LITTLE FIELDS, LONG HORIZONS
LITTLE FIELDS LONG FOR HORIZONS
HORIZONS LONG FOR LITTLE FIELDS
Ian Hamilton Finlay, Little Sparta 1998
Happel Cornelisse Verhoeven
The Victorian peep-show consists of a paper viewing box made up of a linked series of cut-out prints that overlap to conjure up an imaginary scene. As the concertina-like box stretches out, a miniature world unfolds before the viewer’s eye, transporting them to a festival, a historical event, a distant land, a theatrical performance, a battlefield, a biblical scene or an international exhibition. As the numerous, vibrant scenes recede into the distance they create a wondrous illusion of depth.
Taking our cue from this intriguing phenomenon, we created a spatial diorama of overlapping windows that coalesce to produce a perspectival spectacle of the temporary chamber of the Dutch Senate – an interior our office recently designed as interim accommodation for the Senate during the comprehensive renovation of the seat of the Dutch parliament (the Binnenhof) between 2020 and 2026.
The eye in the foremost window directs the gaze along the spatial axis of the chamber with the ministers’, record keepers’ and chairman’s tables in the middle. These are flanked on either side by the senatorial benches, and on the upper level by the press and public galleries. Together they constitute a democratic arena that gives expression to the Senate’s role as a ‘Chamber of Reflection’.

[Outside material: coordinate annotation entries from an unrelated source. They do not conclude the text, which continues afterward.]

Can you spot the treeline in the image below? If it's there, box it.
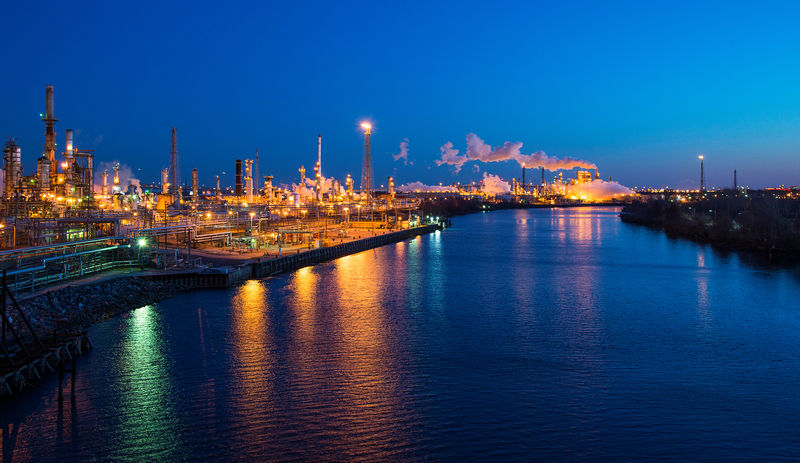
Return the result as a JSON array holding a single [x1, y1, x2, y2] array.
[[620, 194, 800, 253]]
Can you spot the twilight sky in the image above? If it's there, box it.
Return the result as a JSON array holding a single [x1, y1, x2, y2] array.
[[0, 1, 800, 187]]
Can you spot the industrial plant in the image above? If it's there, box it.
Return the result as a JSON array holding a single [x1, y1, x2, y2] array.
[[0, 86, 438, 291]]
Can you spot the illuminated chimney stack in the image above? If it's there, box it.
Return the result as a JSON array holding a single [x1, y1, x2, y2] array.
[[192, 169, 200, 203], [234, 159, 242, 198]]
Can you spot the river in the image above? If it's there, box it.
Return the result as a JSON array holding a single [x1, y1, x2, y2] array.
[[0, 208, 800, 461]]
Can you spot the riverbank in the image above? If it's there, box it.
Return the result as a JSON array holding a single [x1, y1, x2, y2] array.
[[10, 225, 438, 336], [421, 198, 627, 217], [620, 196, 800, 258]]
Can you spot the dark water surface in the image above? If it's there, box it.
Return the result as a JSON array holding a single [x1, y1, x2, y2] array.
[[0, 209, 800, 461]]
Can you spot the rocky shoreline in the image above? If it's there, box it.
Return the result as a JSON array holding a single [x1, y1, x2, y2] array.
[[14, 276, 191, 336]]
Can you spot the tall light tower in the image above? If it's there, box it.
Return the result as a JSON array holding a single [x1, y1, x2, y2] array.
[[697, 154, 706, 191], [169, 127, 181, 206], [361, 122, 372, 204], [317, 133, 322, 176]]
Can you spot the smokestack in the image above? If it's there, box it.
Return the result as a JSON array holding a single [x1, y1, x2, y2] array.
[[244, 159, 253, 203], [36, 155, 50, 195], [170, 127, 181, 205], [192, 169, 199, 203], [235, 159, 242, 197], [253, 148, 258, 190], [42, 85, 58, 172], [361, 122, 372, 202], [3, 138, 22, 199], [698, 154, 706, 191], [161, 168, 169, 195]]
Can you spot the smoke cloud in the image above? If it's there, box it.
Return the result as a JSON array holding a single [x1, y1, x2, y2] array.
[[566, 179, 635, 201], [436, 142, 469, 173], [481, 172, 511, 195], [95, 161, 142, 195], [436, 133, 597, 172], [397, 182, 458, 193], [392, 138, 408, 166]]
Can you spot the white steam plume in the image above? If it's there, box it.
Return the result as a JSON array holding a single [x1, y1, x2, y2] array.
[[481, 172, 511, 195], [566, 179, 635, 201], [94, 161, 142, 196], [392, 138, 408, 166], [436, 142, 469, 173], [397, 182, 458, 193], [436, 133, 597, 172]]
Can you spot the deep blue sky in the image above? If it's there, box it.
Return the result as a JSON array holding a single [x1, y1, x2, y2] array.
[[0, 1, 800, 186]]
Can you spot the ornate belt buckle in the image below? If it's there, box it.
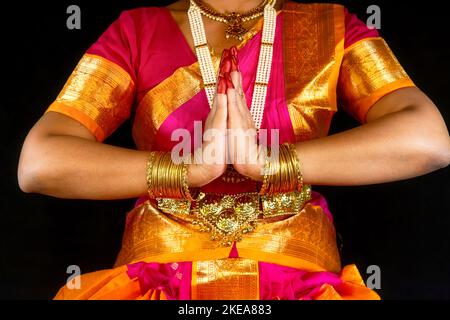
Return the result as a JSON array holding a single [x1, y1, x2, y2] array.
[[196, 193, 260, 246]]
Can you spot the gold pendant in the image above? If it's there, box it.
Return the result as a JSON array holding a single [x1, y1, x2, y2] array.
[[222, 165, 248, 184], [225, 12, 248, 41]]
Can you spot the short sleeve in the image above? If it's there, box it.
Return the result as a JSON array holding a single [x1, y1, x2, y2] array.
[[338, 11, 414, 123], [46, 12, 136, 142]]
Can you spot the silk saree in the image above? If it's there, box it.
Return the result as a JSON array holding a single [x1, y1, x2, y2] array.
[[47, 1, 414, 300]]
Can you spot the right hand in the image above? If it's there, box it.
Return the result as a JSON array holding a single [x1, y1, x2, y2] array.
[[187, 50, 229, 188]]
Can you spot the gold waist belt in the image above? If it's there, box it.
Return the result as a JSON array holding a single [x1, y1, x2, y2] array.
[[116, 186, 341, 279], [157, 185, 311, 247]]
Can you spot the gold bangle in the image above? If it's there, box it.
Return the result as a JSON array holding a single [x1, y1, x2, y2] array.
[[147, 152, 155, 199], [289, 144, 303, 192], [259, 147, 271, 196]]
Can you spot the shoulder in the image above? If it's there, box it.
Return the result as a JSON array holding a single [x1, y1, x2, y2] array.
[[283, 1, 380, 48], [282, 1, 345, 14], [117, 7, 172, 27]]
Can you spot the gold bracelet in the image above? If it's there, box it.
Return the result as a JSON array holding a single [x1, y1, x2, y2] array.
[[289, 144, 303, 191], [259, 147, 271, 196]]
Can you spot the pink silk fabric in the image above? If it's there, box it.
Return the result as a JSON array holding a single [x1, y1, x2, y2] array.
[[93, 8, 377, 300]]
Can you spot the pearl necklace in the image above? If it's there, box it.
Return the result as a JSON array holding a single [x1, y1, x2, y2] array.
[[188, 0, 277, 130], [193, 0, 273, 41]]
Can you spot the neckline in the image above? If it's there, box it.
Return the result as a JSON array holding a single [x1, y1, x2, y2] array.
[[161, 7, 283, 61]]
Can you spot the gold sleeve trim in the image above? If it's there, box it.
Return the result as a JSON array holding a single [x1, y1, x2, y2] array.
[[46, 54, 135, 141], [283, 2, 345, 141], [339, 38, 414, 123]]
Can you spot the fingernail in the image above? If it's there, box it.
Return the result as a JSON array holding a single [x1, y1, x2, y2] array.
[[217, 76, 228, 94], [230, 46, 238, 57], [230, 56, 240, 72], [225, 72, 234, 89], [222, 57, 232, 73], [219, 49, 229, 74]]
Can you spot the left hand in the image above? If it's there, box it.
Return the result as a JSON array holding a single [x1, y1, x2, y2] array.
[[227, 48, 264, 181]]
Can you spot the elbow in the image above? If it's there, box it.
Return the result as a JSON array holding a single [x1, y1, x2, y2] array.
[[423, 137, 450, 172], [17, 158, 45, 193], [17, 142, 56, 194]]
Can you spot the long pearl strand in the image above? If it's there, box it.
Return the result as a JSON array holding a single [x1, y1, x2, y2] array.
[[188, 0, 277, 130]]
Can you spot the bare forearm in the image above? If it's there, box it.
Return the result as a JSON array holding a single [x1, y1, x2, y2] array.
[[19, 136, 148, 200], [297, 108, 450, 185]]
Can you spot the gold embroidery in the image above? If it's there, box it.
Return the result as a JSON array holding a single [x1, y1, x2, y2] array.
[[116, 186, 340, 272], [192, 258, 259, 300], [133, 57, 220, 150], [283, 2, 344, 141], [339, 38, 414, 122], [157, 185, 311, 247], [46, 54, 134, 141]]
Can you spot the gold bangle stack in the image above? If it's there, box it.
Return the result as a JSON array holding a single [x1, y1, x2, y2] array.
[[260, 143, 303, 196], [147, 152, 198, 201]]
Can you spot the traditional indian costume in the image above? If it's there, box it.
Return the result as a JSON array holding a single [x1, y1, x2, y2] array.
[[47, 1, 414, 299]]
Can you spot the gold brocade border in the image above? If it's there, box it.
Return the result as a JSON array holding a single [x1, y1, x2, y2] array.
[[133, 60, 213, 150], [46, 54, 135, 141], [133, 11, 281, 150], [116, 201, 341, 272], [339, 38, 414, 123], [192, 258, 259, 300], [283, 2, 345, 141]]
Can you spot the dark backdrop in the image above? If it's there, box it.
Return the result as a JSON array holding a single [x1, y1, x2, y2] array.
[[0, 0, 450, 299]]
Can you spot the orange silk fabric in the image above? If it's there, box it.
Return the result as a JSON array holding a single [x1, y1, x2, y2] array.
[[116, 201, 341, 273], [46, 54, 135, 141], [339, 38, 414, 123]]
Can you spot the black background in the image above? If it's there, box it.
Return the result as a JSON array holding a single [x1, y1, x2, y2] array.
[[0, 0, 450, 299]]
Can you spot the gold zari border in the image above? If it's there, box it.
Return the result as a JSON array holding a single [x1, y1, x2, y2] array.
[[46, 54, 135, 141]]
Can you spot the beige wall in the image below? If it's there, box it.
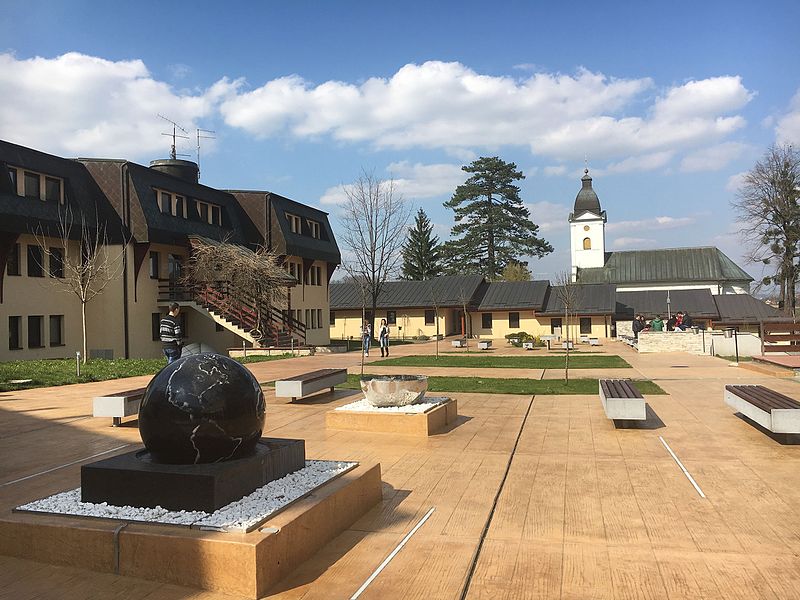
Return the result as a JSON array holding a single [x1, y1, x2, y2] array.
[[284, 256, 331, 346]]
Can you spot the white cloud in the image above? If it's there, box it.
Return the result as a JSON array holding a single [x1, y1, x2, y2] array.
[[611, 237, 658, 250], [681, 142, 749, 172], [775, 90, 800, 144], [320, 161, 468, 204], [525, 201, 572, 233], [542, 165, 567, 177], [0, 52, 240, 158], [725, 171, 747, 193], [606, 216, 696, 233]]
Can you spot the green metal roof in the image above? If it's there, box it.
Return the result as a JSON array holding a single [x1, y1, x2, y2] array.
[[578, 246, 753, 285]]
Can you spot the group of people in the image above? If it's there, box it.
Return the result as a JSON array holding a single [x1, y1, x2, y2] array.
[[361, 319, 389, 356], [633, 311, 694, 338]]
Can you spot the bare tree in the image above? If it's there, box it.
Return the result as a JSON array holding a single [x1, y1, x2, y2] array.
[[555, 272, 581, 383], [182, 239, 290, 342], [31, 203, 129, 364], [341, 171, 411, 338], [732, 145, 800, 315]]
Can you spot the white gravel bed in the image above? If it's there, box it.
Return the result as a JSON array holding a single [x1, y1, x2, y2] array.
[[16, 460, 358, 531], [335, 396, 450, 414]]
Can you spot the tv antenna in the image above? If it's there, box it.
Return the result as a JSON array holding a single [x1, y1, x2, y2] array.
[[158, 115, 190, 160], [197, 127, 217, 178]]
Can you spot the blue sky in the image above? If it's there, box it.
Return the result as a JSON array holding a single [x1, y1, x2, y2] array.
[[0, 0, 800, 278]]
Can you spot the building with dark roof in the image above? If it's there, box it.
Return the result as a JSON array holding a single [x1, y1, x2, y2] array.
[[0, 141, 340, 360], [569, 170, 753, 294]]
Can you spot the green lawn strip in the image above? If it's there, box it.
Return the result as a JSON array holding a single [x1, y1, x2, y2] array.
[[0, 354, 292, 392], [336, 375, 666, 396], [372, 354, 630, 369]]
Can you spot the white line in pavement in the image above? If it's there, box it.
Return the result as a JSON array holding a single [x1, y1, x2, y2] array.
[[350, 506, 436, 600], [0, 444, 130, 487], [658, 436, 706, 498]]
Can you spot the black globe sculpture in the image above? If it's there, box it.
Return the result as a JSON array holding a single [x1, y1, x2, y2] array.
[[139, 353, 266, 464]]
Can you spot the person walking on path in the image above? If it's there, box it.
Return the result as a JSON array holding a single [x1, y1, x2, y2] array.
[[378, 319, 389, 356], [159, 302, 183, 364], [650, 315, 664, 331], [361, 319, 372, 356]]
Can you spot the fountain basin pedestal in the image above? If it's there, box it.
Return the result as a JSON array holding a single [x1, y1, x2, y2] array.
[[325, 398, 458, 437]]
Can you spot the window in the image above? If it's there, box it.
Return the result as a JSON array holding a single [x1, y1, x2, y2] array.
[[150, 252, 161, 279], [8, 317, 22, 350], [8, 167, 19, 194], [6, 244, 22, 275], [28, 246, 44, 277], [286, 213, 302, 233], [581, 317, 592, 333], [28, 315, 44, 348], [50, 315, 64, 346], [550, 318, 561, 335], [44, 177, 61, 202], [25, 171, 41, 200], [160, 192, 172, 215], [49, 248, 64, 279], [150, 313, 161, 342]]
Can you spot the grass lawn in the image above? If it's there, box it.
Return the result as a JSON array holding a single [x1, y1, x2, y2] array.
[[336, 375, 666, 396], [0, 354, 292, 392], [371, 354, 630, 369]]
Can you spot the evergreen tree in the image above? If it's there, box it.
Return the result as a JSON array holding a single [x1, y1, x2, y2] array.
[[403, 208, 442, 281], [444, 156, 553, 279]]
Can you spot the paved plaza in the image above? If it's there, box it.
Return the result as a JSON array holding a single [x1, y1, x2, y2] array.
[[0, 342, 800, 600]]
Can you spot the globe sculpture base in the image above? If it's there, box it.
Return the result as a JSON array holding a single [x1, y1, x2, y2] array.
[[81, 438, 306, 513]]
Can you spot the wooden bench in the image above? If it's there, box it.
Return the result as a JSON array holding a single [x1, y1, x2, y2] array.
[[725, 385, 800, 433], [600, 379, 647, 421], [92, 388, 147, 427], [275, 369, 347, 402]]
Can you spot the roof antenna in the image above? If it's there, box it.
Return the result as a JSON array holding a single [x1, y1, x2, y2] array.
[[158, 115, 190, 160], [197, 127, 217, 179]]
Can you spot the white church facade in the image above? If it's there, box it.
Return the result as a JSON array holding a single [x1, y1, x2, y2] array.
[[569, 169, 753, 295]]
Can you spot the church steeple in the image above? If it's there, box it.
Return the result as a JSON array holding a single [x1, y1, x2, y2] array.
[[569, 169, 606, 281]]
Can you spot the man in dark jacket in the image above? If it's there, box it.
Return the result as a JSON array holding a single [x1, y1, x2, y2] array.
[[159, 302, 182, 364]]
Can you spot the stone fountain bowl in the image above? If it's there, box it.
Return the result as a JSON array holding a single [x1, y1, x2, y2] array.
[[361, 375, 428, 407]]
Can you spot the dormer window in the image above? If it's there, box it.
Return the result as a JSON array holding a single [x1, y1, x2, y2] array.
[[197, 200, 222, 227], [306, 219, 319, 239], [8, 167, 64, 204], [155, 189, 188, 219], [286, 213, 303, 233]]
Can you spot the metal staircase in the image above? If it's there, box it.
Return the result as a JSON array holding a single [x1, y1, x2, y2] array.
[[158, 279, 306, 348]]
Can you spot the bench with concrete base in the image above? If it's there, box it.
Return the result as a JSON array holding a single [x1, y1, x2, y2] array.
[[725, 385, 800, 433], [275, 369, 347, 402], [600, 379, 647, 421], [92, 388, 147, 427]]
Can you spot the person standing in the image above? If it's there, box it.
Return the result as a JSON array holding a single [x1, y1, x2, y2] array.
[[378, 319, 389, 356], [159, 302, 183, 364], [361, 319, 372, 356]]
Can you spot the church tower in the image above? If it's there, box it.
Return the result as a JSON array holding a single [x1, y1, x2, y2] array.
[[569, 169, 606, 281]]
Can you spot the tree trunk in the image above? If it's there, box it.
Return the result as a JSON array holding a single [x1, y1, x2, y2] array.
[[81, 302, 88, 364]]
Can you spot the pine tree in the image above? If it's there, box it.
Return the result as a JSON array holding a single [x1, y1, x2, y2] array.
[[444, 156, 553, 279], [403, 208, 442, 281]]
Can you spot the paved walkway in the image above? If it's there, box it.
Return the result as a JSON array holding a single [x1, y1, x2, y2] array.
[[0, 343, 800, 600]]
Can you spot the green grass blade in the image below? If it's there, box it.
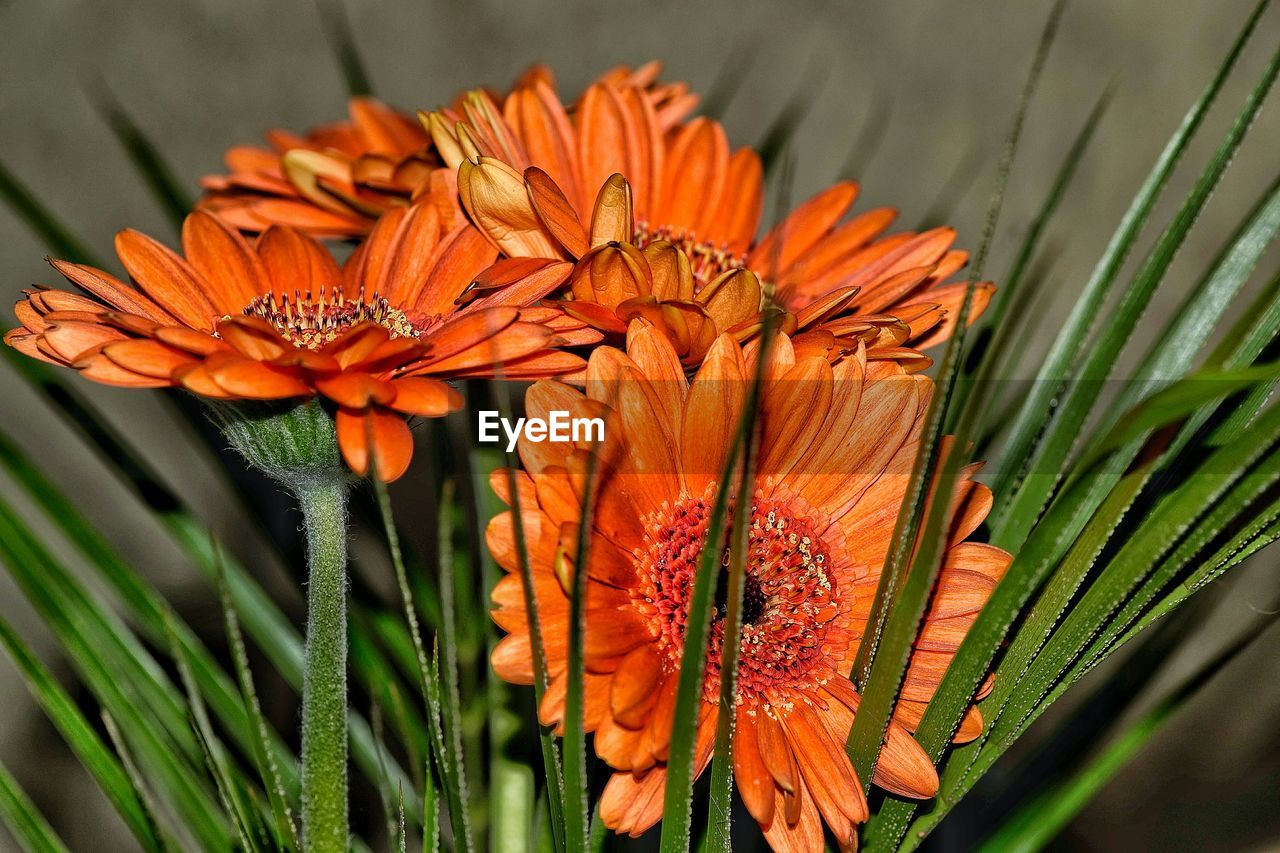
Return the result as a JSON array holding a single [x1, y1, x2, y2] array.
[[755, 67, 826, 177], [220, 558, 302, 850], [992, 26, 1280, 548], [497, 379, 566, 850], [166, 607, 260, 850], [1105, 172, 1280, 423], [659, 333, 771, 853], [980, 604, 1275, 853], [0, 433, 297, 790], [435, 482, 475, 848], [659, 432, 746, 853], [0, 156, 101, 266], [0, 502, 229, 848], [989, 0, 1268, 532], [969, 399, 1280, 799], [0, 619, 163, 850], [90, 87, 193, 228], [846, 0, 1066, 790], [703, 321, 773, 853], [974, 85, 1115, 350], [563, 453, 598, 853], [838, 87, 893, 181], [3, 361, 421, 817], [370, 474, 474, 850], [0, 765, 69, 853]]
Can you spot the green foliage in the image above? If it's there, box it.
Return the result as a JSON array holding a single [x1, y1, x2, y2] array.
[[0, 0, 1280, 853]]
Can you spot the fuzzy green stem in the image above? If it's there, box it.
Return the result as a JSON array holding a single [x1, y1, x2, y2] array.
[[297, 482, 347, 853], [211, 400, 349, 853]]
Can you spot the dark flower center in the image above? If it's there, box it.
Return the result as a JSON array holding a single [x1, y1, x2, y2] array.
[[631, 489, 841, 697]]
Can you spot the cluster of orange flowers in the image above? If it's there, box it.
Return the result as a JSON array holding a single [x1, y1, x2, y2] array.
[[5, 64, 1010, 850]]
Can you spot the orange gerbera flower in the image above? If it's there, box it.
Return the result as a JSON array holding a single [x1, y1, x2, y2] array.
[[200, 97, 444, 238], [4, 206, 594, 480], [429, 86, 993, 369], [200, 63, 696, 238], [486, 320, 1010, 852]]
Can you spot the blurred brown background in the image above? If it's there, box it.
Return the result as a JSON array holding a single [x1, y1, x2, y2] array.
[[0, 0, 1280, 850]]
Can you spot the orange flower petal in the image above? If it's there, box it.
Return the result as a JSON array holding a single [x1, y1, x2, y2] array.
[[337, 409, 413, 483], [387, 377, 462, 418], [315, 370, 396, 409], [115, 229, 218, 329], [182, 210, 271, 313]]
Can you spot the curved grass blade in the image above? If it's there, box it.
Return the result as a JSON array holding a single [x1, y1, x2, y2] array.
[[1103, 171, 1280, 423], [495, 377, 566, 850], [979, 601, 1275, 853], [942, 36, 1280, 809], [1082, 364, 1280, 467], [868, 279, 1280, 849], [966, 407, 1280, 804], [846, 0, 1066, 790], [699, 33, 763, 120], [0, 619, 163, 850], [989, 0, 1268, 532], [0, 433, 298, 790], [0, 501, 229, 848], [90, 83, 193, 228], [0, 765, 69, 853], [0, 156, 101, 266], [0, 347, 421, 816], [992, 21, 1280, 547]]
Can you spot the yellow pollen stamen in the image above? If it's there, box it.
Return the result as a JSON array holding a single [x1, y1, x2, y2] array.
[[242, 286, 422, 350], [634, 222, 746, 286]]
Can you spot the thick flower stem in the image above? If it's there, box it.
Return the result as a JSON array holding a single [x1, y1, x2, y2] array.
[[212, 400, 351, 853], [296, 480, 347, 853]]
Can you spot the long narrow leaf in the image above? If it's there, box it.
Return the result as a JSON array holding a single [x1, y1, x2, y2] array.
[[0, 619, 161, 850], [0, 765, 68, 853], [991, 0, 1268, 532], [846, 0, 1066, 790]]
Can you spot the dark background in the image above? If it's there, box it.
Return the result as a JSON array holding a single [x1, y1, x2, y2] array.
[[0, 0, 1280, 850]]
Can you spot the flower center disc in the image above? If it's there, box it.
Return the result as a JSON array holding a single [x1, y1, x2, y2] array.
[[632, 489, 840, 702], [634, 222, 746, 287], [243, 287, 420, 350]]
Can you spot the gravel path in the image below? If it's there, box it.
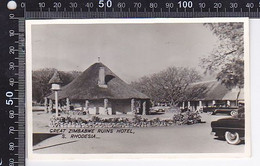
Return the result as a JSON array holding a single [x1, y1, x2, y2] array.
[[33, 113, 244, 154]]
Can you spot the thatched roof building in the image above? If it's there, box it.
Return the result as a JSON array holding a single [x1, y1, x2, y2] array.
[[48, 62, 149, 113], [182, 80, 244, 108]]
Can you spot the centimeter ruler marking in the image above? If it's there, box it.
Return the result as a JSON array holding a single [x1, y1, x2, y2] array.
[[25, 11, 259, 19], [3, 0, 260, 166], [16, 18, 26, 166]]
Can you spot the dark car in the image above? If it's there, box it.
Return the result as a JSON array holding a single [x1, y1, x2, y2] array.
[[203, 104, 238, 116], [211, 108, 245, 145]]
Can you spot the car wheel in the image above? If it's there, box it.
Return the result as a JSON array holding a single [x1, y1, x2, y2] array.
[[230, 110, 238, 116], [225, 131, 241, 145], [208, 111, 213, 115]]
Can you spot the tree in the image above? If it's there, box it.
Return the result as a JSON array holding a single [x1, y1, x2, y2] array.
[[201, 22, 244, 89], [131, 67, 201, 105], [32, 68, 81, 102]]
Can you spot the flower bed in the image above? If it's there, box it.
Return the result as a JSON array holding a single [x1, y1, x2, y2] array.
[[50, 111, 201, 128]]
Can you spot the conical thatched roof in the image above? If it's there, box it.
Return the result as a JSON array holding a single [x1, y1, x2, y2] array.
[[189, 80, 243, 101], [46, 63, 149, 100], [49, 70, 62, 84]]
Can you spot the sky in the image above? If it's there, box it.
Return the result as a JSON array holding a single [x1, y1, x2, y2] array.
[[32, 23, 219, 83]]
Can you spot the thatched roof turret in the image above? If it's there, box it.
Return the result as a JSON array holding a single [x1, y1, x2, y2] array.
[[49, 63, 149, 100], [49, 70, 63, 84]]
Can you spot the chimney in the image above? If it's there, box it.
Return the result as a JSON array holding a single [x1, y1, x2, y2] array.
[[98, 67, 107, 88]]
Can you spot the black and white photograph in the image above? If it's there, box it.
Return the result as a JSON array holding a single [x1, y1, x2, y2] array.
[[26, 18, 251, 159]]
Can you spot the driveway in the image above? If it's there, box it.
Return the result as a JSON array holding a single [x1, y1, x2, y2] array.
[[33, 113, 244, 154]]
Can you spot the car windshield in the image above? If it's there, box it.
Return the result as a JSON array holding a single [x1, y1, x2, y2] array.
[[237, 107, 245, 118]]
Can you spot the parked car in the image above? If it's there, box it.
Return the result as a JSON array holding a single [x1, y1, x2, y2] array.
[[203, 104, 238, 116], [211, 107, 245, 145]]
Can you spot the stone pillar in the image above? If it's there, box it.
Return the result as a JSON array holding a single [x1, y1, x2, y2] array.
[[44, 97, 48, 113], [54, 91, 59, 117], [227, 100, 231, 107], [96, 106, 99, 115], [199, 101, 203, 109], [143, 101, 146, 115], [48, 99, 53, 113], [131, 99, 136, 114], [66, 98, 70, 111], [104, 99, 108, 115]]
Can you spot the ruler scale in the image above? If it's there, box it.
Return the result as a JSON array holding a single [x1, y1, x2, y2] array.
[[0, 0, 260, 166]]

Above the ministers’ table, where the portrait of King Willem II usually hangs, is a monumental opening, a collective window on the world beyond. This symbolic landscape reflects the four virtues on which the State’s authority rests: the sunflower stands for fidelity, the pomegranate for unity and the olive for peace, while the rose on the record-keeping table in the centre of the chamber represents love.